Melainkan, Alkitab memberi kita: (1) Allah sebagai patokan sistem yang tidak kacau;
(2) Banyak kisah tentang Divine-human history; (3) Hukum Kasih; (4) Kenyataan
bahwa adalah hal yang sulit bagi manusia untuk mengikuti Allah; (5) Sebuah ajakan
meminta agar kita melepaskan hasil dan menempatkan iman kita terhadap apa yang
tidak terlihat.

7. Hanya Alkitab-lah yang merupakan buku cerita yang berakhir bukan dengan sebuah
penutup cerita, melainkan dengan sebuah permulaan yang baru. Di bagian akhir
Alktiab, Allah memberikan kita sedikit gambaran tentang kemuliaan-kemuliaan
yang akan datang di masa depan sejarah kita. Dalam hal ini, Alkitab adalah a Story
beyond all telling.

Hal-hal yang masih belum saya pahami dari bab ini adalah
Tidak ada.

Refleksi bagi pertumbuhan rohani dan pelayanan saya adalah


“Hidup dengan Kasih Allah” sebagai sebuah patokan. Ini mungkin sebenarnya sudah kita
ketahui secara common knowledge, tapi BAB ini mengkonfirmasikan kembali akan hal ini.
Bahwa, hidup yang ditransformasikan bisa dijadikan patokan untuk melihat (meskipun
tidak sampai menilai atau menghakimi) status kerohanian jemaat, setidaknya melihat
bagaimana sikap mereka melihat dan membaca Alkitab selama ini.

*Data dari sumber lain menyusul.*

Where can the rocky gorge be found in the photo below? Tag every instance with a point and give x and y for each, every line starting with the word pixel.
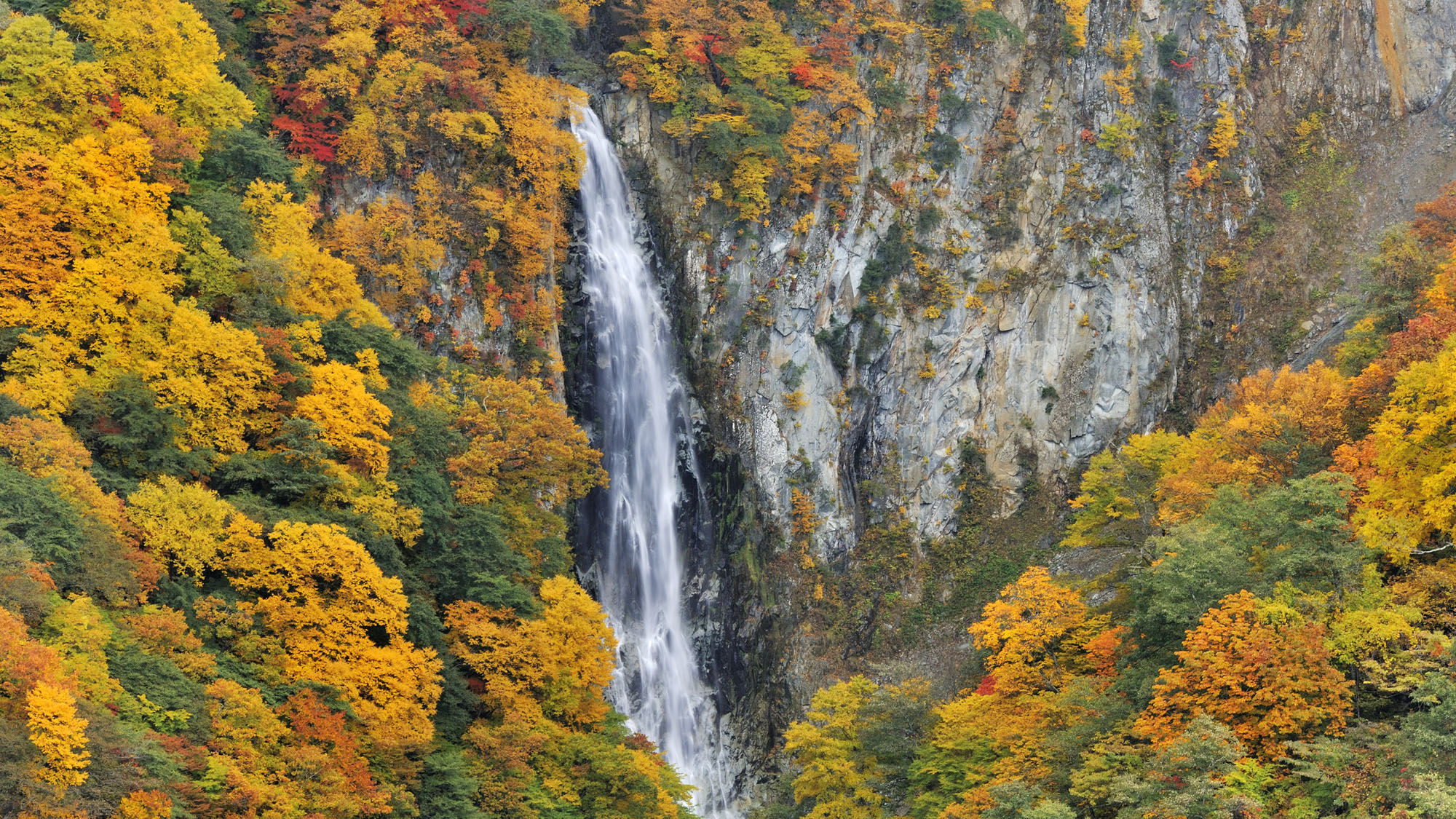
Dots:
pixel 1061 286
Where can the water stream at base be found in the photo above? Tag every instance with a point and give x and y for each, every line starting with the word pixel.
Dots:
pixel 643 411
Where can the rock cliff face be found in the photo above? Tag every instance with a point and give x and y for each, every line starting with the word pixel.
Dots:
pixel 1034 266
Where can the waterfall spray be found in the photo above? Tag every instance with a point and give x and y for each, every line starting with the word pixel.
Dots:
pixel 643 411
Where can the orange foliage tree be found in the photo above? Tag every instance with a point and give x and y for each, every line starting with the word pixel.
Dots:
pixel 1257 668
pixel 341 621
pixel 1033 631
pixel 1273 426
pixel 551 668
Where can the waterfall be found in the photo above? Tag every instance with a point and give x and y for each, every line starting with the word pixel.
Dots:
pixel 643 413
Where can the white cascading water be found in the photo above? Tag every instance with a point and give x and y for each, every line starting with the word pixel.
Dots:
pixel 643 408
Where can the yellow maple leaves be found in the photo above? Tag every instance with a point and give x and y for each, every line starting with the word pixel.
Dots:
pixel 59 735
pixel 1267 675
pixel 162 59
pixel 341 621
pixel 551 668
pixel 315 283
pixel 1030 630
pixel 347 414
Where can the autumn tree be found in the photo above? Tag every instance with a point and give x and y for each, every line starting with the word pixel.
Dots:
pixel 1117 505
pixel 59 735
pixel 1032 633
pixel 838 778
pixel 1275 426
pixel 164 62
pixel 1257 668
pixel 523 452
pixel 341 621
pixel 315 283
pixel 1409 506
pixel 347 414
pixel 46 95
pixel 553 668
pixel 189 525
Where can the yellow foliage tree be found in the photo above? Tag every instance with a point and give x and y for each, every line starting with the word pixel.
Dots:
pixel 46 95
pixel 1275 426
pixel 1225 136
pixel 1116 505
pixel 59 735
pixel 825 745
pixel 315 282
pixel 341 622
pixel 525 452
pixel 349 416
pixel 1409 464
pixel 1257 668
pixel 164 59
pixel 189 525
pixel 551 668
pixel 1033 631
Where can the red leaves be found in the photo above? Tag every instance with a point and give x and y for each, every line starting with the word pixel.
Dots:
pixel 804 75
pixel 308 139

Sedangkan bagi saya sendiri, saya yakin dan percaya, meskipun saya masih manusia
berdosa, adalah orang Kristen yang sudah dan masih sedang dalam proses transformasi.
Saya juga bersyukur bahwa buku ini memberikan saya insight serta arahan yang lebih
lengkap terhadap bagaimana sikap serta cara saya membaca Alkitab ke depannya.